In terms of linear algebra, the value e = 0xc001 is an eigenvector of the matrix T with eigenvalue 1, i.e. T e = e. This also means that Tⁿ e = e for any n. So (Tⁿ¹ + Tⁿ²) (x + e) = (Tⁿ¹ + Tⁿ²) x + e + e = (Tⁿ¹ + Tⁿ²) x.

Consequently, if X is a solution of (Tⁿ¹ + Tⁿ²) x = K, then X + e must also be a solution.

Success

Encouraged by this, I tried one of these pairs on a collection of about 50 real files collected from the wild. It worked for all of them.

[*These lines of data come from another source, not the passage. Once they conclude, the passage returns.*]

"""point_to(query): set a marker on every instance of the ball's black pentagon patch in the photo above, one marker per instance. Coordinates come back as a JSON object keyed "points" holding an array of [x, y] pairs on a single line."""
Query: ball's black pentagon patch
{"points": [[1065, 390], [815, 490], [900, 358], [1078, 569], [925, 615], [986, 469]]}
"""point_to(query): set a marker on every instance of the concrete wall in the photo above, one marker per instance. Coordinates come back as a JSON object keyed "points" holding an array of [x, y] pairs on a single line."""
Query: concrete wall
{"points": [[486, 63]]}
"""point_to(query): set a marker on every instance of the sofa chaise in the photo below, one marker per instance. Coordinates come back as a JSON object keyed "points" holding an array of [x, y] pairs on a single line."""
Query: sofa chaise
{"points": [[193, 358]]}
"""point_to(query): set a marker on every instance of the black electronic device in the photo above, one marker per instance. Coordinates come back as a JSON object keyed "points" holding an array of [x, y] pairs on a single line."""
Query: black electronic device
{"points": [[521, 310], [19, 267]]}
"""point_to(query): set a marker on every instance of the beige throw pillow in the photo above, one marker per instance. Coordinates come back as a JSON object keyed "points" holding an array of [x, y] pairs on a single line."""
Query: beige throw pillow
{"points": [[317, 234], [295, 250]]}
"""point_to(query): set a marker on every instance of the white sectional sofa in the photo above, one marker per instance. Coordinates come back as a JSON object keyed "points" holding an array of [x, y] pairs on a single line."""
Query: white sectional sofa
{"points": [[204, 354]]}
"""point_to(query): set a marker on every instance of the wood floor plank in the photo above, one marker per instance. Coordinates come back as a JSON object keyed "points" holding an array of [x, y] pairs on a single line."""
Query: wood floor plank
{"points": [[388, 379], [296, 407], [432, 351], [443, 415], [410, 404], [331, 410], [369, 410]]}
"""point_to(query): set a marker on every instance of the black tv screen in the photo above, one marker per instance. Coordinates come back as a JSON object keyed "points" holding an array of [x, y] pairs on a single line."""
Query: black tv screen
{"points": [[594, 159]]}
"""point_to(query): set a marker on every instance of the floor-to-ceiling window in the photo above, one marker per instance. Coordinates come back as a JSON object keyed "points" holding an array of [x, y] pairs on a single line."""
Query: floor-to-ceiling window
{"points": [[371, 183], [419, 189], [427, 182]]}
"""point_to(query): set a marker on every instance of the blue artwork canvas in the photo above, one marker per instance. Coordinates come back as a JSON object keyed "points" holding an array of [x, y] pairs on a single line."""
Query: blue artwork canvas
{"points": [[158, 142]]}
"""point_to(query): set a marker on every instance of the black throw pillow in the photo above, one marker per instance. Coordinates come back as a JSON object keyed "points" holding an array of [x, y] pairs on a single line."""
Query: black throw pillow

I never found out exactly what was going on with the extra bytes, or why such strange-looking XorIn/XorOut values were needed, but I had found an algorithm which seemed to be good enough, and I was satisfied with that.

Conclusion

As well as solving my immediate problem, I had also developed a general method for determining all of the Rocksoft parameters for a CRC algorithm, given a small collection of specially-chosen example files. My case was complicated by the presence of unknown data, but if the data being checked is fully known, the method requires no searching or guesswork and can be used for CRCs of any size.

So if I ever need to figure out a 64-bit CRC, I'll be able to do it without needing a Blue Gene. And now that you've read this, you will too!